Why acute and chronic pain are so different—and what might make pain last

A new study reveals that when we experience short-term (acute) pain, the brain has a built‑in way to dial down pain signals—like pressing the brakes—to keep them from going into overdrive. But in long‑term (chronic) pain, this braking system fails, and the pain signals just keep firing. This discovery helps explain why some pain goes away while other pain lingers, and it opens the door to new treatments that could stop pain from becoming chronic in the first place.

In a study published in Science Advances, researchers—led by Doctoral student Ben Title under the guidance of Prof. Alexander M. Binshtok from The Hebrew University-Hadassah School of Medicine and the Center for Brain Sciences (ELSC) at The Hebrew University—reveal that our bodies respond to acute (short‑term) and chronic (long‑lasting) pain in surprisingly different ways at the cellular level. Their discovery sheds new light on how pain becomes chronic—and opens the door to better‑targeted treatments.

The brain’s pain relays behave differently in acute vs. chronic pain

The team studied a small but crucial region in the brainstem called the medullary dorsal horn, home to neurons that act as a relay station for pain signals. These projection neurons help send pain messages from the body to the brain.

The scientists found that during acute inflammatory pain, these neurons actually dial down their own activity. This built‑in “braking system” helps limit the amount of pain‑related signals sent to the brain. Once the inflammation and pain subside, the neurons return to their normal state.

However, in chronic pain, this braking system fails. The neurons don’t reduce their activity—in fact, they become more excitable and fire more signals, potentially contributing to the persistence of pain.

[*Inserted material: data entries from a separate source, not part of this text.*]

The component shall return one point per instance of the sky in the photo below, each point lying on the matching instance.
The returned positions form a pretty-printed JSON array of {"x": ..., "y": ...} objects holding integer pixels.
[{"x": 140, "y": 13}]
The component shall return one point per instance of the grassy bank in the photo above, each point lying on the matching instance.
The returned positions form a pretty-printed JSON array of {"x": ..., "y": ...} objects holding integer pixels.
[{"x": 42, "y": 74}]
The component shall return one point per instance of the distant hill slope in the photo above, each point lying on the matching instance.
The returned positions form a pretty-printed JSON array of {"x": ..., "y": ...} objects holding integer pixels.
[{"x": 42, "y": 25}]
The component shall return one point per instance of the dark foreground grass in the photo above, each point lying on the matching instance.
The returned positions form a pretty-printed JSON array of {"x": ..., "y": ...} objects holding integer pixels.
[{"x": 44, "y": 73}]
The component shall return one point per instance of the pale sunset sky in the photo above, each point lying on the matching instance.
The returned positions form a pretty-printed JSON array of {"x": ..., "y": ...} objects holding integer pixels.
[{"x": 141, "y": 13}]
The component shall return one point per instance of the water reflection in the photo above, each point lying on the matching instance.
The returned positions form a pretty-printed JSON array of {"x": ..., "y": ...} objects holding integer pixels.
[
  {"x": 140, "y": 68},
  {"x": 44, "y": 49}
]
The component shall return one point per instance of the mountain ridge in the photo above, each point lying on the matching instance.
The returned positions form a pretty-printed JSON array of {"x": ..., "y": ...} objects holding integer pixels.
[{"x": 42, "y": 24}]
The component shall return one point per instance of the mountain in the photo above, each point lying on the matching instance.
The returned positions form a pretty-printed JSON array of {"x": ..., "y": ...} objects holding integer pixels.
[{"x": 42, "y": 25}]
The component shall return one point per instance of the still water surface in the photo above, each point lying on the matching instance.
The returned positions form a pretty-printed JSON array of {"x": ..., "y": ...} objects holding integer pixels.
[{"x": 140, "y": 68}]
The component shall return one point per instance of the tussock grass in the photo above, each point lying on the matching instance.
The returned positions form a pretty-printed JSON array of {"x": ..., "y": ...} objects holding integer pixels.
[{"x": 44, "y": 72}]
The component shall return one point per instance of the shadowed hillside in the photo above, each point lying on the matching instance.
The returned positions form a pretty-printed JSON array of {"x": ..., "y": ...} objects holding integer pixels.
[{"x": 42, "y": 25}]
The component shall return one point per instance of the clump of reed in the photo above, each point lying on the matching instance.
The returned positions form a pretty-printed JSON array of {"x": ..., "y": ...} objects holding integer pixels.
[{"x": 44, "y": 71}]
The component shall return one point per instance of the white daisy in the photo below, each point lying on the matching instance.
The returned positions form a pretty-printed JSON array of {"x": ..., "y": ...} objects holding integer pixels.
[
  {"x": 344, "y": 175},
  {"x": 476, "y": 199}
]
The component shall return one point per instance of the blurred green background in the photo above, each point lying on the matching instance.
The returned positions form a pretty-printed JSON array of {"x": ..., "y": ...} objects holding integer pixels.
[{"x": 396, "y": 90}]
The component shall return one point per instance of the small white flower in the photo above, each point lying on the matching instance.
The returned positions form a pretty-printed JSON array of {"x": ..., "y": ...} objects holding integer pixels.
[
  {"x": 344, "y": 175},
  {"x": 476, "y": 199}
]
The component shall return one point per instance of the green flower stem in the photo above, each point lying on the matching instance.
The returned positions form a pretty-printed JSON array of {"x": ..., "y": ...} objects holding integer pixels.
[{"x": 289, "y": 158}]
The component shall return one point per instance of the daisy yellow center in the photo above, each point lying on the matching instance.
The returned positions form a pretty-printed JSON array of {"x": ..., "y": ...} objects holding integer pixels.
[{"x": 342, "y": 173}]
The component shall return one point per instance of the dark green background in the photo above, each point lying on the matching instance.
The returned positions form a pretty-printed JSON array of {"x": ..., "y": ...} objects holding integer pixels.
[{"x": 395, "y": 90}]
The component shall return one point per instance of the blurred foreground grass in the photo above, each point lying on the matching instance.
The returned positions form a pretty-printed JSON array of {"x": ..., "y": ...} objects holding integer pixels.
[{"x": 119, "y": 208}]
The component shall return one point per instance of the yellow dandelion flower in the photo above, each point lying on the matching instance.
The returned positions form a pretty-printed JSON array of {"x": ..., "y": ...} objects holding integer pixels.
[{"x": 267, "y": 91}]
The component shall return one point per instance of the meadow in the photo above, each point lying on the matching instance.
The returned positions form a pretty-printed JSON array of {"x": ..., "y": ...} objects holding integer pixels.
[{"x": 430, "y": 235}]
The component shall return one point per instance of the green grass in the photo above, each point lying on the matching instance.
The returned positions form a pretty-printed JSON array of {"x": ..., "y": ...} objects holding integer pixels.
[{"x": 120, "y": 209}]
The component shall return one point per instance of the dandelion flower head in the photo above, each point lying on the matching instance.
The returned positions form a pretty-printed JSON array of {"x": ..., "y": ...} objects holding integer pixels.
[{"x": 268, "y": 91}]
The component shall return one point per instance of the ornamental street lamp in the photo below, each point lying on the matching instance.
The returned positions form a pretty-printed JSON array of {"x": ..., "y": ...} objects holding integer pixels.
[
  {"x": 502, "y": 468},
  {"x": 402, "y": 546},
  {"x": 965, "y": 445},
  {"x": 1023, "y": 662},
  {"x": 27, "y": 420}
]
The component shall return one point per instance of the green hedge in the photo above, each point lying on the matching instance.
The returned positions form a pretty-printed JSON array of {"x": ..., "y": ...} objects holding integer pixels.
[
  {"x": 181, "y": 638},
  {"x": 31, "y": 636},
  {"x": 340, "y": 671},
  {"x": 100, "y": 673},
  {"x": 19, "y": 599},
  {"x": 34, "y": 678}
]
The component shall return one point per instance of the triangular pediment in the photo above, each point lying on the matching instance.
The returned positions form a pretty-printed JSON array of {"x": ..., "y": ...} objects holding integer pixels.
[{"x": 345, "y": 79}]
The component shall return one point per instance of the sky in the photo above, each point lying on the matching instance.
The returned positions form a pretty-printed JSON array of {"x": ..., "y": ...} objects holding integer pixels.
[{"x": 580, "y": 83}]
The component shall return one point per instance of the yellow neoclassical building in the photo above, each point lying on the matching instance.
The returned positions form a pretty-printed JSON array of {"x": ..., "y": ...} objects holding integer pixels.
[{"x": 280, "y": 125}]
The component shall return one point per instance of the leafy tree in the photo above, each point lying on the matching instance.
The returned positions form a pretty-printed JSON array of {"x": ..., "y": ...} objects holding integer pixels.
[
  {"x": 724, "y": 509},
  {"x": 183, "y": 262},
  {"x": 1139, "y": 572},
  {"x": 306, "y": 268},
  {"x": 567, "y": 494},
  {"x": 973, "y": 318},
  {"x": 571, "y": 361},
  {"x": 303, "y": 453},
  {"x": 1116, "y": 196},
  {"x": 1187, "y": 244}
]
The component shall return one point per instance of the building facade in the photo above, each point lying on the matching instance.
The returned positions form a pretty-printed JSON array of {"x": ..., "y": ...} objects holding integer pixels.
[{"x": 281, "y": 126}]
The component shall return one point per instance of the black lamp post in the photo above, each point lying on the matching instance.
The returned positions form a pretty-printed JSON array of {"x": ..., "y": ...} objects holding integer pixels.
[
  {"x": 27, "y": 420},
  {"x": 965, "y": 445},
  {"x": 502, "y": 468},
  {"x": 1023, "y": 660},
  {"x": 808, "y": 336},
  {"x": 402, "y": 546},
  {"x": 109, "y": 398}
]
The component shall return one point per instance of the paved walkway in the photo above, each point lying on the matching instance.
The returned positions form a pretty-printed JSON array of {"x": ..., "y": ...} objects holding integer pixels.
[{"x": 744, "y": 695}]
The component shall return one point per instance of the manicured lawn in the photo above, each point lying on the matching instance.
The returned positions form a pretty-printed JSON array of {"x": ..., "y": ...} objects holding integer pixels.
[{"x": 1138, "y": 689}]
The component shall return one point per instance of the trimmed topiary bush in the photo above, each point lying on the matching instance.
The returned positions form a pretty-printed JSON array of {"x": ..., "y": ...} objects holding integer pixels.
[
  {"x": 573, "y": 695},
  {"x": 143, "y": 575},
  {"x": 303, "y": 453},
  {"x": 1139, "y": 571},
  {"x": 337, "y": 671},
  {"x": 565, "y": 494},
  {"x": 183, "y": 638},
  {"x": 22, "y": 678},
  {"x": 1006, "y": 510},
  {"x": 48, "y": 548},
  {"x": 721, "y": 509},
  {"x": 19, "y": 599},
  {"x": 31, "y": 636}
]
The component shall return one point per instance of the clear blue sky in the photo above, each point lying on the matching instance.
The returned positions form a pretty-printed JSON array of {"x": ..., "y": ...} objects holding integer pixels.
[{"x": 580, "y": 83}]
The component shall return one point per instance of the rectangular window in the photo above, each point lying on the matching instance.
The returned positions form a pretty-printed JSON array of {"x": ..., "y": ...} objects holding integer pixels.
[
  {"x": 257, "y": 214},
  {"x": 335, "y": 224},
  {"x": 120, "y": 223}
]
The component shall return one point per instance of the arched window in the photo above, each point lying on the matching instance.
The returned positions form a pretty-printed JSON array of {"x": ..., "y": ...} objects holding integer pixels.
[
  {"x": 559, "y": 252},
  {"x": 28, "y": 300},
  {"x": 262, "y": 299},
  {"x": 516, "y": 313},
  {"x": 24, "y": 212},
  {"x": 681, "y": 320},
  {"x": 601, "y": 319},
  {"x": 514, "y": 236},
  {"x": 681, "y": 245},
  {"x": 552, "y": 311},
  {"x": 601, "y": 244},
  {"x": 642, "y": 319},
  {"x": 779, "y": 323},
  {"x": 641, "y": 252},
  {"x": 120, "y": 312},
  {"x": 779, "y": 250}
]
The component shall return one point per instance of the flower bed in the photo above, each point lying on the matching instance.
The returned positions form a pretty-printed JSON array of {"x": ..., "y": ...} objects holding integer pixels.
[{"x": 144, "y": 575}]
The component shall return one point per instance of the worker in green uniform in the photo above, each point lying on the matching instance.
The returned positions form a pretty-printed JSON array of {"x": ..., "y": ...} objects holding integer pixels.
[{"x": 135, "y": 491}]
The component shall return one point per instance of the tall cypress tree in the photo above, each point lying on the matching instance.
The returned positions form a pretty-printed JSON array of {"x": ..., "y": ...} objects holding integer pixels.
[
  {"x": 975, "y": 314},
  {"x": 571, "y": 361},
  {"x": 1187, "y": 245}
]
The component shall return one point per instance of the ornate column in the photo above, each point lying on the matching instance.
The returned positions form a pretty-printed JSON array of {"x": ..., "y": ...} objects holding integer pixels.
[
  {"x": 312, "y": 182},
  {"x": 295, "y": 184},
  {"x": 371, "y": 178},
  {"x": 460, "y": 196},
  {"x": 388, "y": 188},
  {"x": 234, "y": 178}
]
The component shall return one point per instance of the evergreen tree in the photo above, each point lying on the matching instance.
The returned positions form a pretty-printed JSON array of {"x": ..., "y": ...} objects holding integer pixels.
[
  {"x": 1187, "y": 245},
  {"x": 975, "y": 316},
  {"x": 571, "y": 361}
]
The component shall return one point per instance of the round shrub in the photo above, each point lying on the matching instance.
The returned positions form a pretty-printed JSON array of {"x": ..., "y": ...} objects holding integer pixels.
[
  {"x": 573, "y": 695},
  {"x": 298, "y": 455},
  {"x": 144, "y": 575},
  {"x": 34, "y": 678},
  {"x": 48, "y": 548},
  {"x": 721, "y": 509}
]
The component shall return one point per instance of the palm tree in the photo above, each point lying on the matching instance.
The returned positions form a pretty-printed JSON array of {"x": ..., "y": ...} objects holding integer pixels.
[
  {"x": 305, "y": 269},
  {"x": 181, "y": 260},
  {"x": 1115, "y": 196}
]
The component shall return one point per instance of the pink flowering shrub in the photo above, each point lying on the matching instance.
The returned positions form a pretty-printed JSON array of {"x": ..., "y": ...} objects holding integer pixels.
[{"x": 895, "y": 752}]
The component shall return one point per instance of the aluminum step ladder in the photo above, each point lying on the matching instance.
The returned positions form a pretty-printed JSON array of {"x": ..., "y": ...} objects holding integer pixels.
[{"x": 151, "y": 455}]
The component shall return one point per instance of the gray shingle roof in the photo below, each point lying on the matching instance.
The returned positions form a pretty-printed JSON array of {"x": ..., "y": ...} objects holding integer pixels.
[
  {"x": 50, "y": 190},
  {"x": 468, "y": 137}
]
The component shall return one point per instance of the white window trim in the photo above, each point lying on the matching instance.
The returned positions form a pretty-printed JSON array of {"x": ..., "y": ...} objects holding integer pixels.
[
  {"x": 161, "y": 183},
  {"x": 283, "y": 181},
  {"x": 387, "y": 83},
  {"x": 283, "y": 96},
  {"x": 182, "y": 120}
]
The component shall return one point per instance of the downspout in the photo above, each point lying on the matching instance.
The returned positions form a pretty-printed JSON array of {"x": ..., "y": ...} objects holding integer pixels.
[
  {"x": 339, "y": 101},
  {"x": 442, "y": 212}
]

The key player: A‑type potassium current

Using a combination of electrophysiology and computer modeling, the researchers identified a key mechanism: a specific potassium current known as the A‑type potassium current (IA). This current helps regulate the excitability of neurons.

In acute pain, IA increases—acting like a natural sedative for the pain pathways. But in chronic pain, this current doesn’t ramp up, and the neurons become hyperactive. The absence of this regulation may be one of the biological switches that turns temporary pain into a long‑lasting condition.

“This is the first time we’ve seen how the same neurons behave so differently in acute versus chronic pain,” said Prof. Binshtok. “The fact that this natural ‘calming’ mechanism is missing in chronic pain suggests a new target for therapy. If we can find a way to restore or mimic that braking system, we might be able to prevent pain from becoming chronic.”

A step toward smarter pain therapies

Chronic pain affects over 50 million people in the U.S. alone, often with few effective treatment options. This new study adds an important piece to the puzzle by showing how the nervous system’s built‑in pain controls are disrupted in long‑term pain conditions.

By understanding the brain’s own strategies for limiting pain—and why they sometimes fail—scientists are now one step closer to developing smarter, more precise therapies for those who suffer from chronic pain.